Postinfectious cough is the most likely cause of subacute cough. The mechanisms include postviral airway inflammation with bronchial hyperresponsiveness, mucus hypersecretion, upper airway cough syndrome (postnasal discharge), or asthma.

CHRONIC COUGH

The most common causes of chronic cough are (1) smoking, often with chronic bronchitis; (2) upper airway cough syndrome (formerly postnasal discharge); (3) asthma; (4) gastroesophageal reflux; and (5) angiotensin-converting enzyme (ACE) inhibitor or angiotensin II receptor blocker (ARB) therapy (Table 62-5).^25,26 Smoking-induced coughing is usually worse in the morning and, with chronic bronchitis, usually productive. Upper airway cough syndrome, formerly called postnasal discharge syndrome, is associated with mucus drainage from the nose, a history of "allergies or sinus problems," and frequent clearing of the throat or swallowing of mucus.²⁷ The postnasal drainage itself may not only directly stimulate a cough, but the conditions producing postnasal drainage (e.g., allergic rhinitis) may also cause irritation or inflammation of upper airway structures that directly stimulates cough receptors independently of the drainage. Chronic cough associated with asthma is usually worse at night, exacerbated by irritants, and associated with episodic wheezing and dyspnea.²⁸ Asthma can be exacerbated by β-blocker therapy and also presents with nocturnal coughing. Cough associated with gastroesophageal reflux often has a history of heartburn, is worse when lying down, and improves with anti-acid therapy (antacids, H₂ blockers, or proton pump blockers).²⁹

The incidence of ACE inhibitor cough is approximately 10% to 12%, although higher values have been reported.³⁰ All ACE inhibitors and ARBs can induce cough, although ARBs appear to have a lower reported incidence.³¹ ACE inhibitor cough is thought to result when the blockade of ACE leads to accumulation of bradykinin and substance P, which stimulate the pulmonary cough receptors and enhance the formation of irritating prostaglandin metabolites. ACE inhibitor cough is highly variable in (1) onset (as early as 1 week to as late as 1 year after starting treatment), (2) severity (only slightly bothersome to debilitating symptoms), and (3) variation during the day. Cough typically resolves in 1 to 4 weeks after ACE or ARB therapy is stopped but may linger up to 3 months.³⁰ See chapter 14, "Anaphylaxis, Allergies, and Angioedema," for further discussion.

DIAGNOSIS AND TREATMENT

Most causes of acute cough do not warrant ancillary tests. A chest radiograph is wise for patients with purulent sputum and/or fever, and spirometry can document the presence of airflow obstruction in patients with asthma. Pertussis is a clinical diagnosis in patients with subacute cough as the commonly available culture, and polymerase chain reaction tests have decreasing sensitivity after the third week of coughing.¹⁴

ACUTE COUGH

In addition to disease-specific therapy,³² patients with acute cough may benefit from antitussives, which block the cough reflex at various locations.^33,34 Demulcents, part of most proprietary cough preparations, soothe the pharynx and somewhat suppress the cough reflex. Of the herbal agents, menthol and the pungent spices (e.g., pepper, mustard, garlic, radish, and onions) have an antitussive effect.³⁵ Naproxen reduces coughing in patients with acute bronchitis.^36,37 In both children and adults, acute coughing illnesses can last up to 3 weeks.^38,39 For intractable coughing paroxysms in the ED, some patients respond to 4 mL of 1% or 2% preservative-free lidocaine (40 or 80 milligrams) by nebulization. This will cause transient suppression of the gag reflex due to posterior pharyngeal anesthesia.

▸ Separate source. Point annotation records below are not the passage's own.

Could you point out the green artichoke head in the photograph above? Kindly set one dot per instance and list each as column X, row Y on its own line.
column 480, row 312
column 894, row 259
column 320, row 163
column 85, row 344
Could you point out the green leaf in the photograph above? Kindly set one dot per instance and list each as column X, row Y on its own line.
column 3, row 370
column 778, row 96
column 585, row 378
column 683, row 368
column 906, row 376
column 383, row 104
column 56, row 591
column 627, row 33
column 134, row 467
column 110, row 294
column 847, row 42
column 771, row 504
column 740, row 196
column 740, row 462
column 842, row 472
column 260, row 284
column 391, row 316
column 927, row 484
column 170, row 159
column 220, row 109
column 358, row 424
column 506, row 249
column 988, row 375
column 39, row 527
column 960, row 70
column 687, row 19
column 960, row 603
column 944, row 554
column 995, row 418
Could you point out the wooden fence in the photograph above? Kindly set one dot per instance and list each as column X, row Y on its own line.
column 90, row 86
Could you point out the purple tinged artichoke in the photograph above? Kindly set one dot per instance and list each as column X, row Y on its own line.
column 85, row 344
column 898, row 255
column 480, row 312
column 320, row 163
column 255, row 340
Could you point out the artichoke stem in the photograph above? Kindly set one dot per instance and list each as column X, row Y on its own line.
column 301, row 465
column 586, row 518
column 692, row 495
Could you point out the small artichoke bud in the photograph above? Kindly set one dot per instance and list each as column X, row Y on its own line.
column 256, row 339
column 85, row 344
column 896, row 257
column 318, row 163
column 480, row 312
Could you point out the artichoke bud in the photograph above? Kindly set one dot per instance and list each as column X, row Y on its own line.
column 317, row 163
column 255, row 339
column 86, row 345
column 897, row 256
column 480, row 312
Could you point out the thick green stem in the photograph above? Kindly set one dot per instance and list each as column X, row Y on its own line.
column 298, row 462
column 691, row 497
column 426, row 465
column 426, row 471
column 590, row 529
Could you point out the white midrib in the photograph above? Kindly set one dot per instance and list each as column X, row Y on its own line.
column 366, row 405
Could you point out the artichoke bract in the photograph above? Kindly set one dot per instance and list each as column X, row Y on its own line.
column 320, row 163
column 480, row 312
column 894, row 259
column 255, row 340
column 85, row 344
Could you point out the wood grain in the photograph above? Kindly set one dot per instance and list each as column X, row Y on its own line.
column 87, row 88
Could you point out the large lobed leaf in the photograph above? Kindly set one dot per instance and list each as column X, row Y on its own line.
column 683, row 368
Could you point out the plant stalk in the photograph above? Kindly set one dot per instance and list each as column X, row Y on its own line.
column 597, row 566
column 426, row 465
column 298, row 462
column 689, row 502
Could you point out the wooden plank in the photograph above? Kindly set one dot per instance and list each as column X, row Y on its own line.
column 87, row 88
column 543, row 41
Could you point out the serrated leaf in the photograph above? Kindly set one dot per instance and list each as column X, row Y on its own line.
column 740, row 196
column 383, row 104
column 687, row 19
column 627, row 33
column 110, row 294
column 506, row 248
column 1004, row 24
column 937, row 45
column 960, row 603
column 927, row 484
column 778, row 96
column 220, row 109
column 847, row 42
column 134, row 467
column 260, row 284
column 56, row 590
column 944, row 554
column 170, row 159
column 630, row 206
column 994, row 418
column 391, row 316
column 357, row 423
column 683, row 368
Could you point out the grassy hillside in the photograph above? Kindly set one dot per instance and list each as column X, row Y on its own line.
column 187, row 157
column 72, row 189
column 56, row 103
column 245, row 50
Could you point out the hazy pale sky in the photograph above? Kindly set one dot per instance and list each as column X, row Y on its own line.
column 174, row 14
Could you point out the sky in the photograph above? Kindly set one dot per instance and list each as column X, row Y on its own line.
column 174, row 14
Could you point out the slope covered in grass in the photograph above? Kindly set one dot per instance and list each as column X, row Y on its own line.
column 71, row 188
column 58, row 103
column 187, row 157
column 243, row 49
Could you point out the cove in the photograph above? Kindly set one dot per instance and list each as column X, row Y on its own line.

SUBACUTE AND CHRONIC COUGH

Determine if the subacute cough is postinfectious—one following a recent respiratory infection. If postinfectious, then assess for transient bronchial hyperresponsiveness, asthma, pertussis, upper airway cough syndrome, pneumonia, or an acute exacerbation of chronic bronchitis. Treatment is then directed at the presumed cause. If subacute cough is not postinfectious, it is evaluated and treated in the same manner as a chronic cough.

Chronic cough is most often the result of a few common disorders, so an algorithmic approach to treatment using sequential steps is effective^25,26,40 (Figure 62-5):

• Reduce exposure to lung irritants (e.g., smoking) and discontinue ACE inhibitors, ARBs, and β-blockers.

• Treat for postnasal discharge with an oral first-generation antihistamine/decongestant with or without an inhaled nasal steroid. If the cough improves, continue treatment and evaluate for sinus disease with imaging studies.

• Evaluate and treat for asthma.

• Obtain chest and sinus imaging if not already done.

• Evaluate and treat for gastroesophageal reflux.

• Refer the patient for specialist evaluation, for CT of the chest and evaluation for pulmonary and nonpulmonary causes of cough, or bronchoscopy.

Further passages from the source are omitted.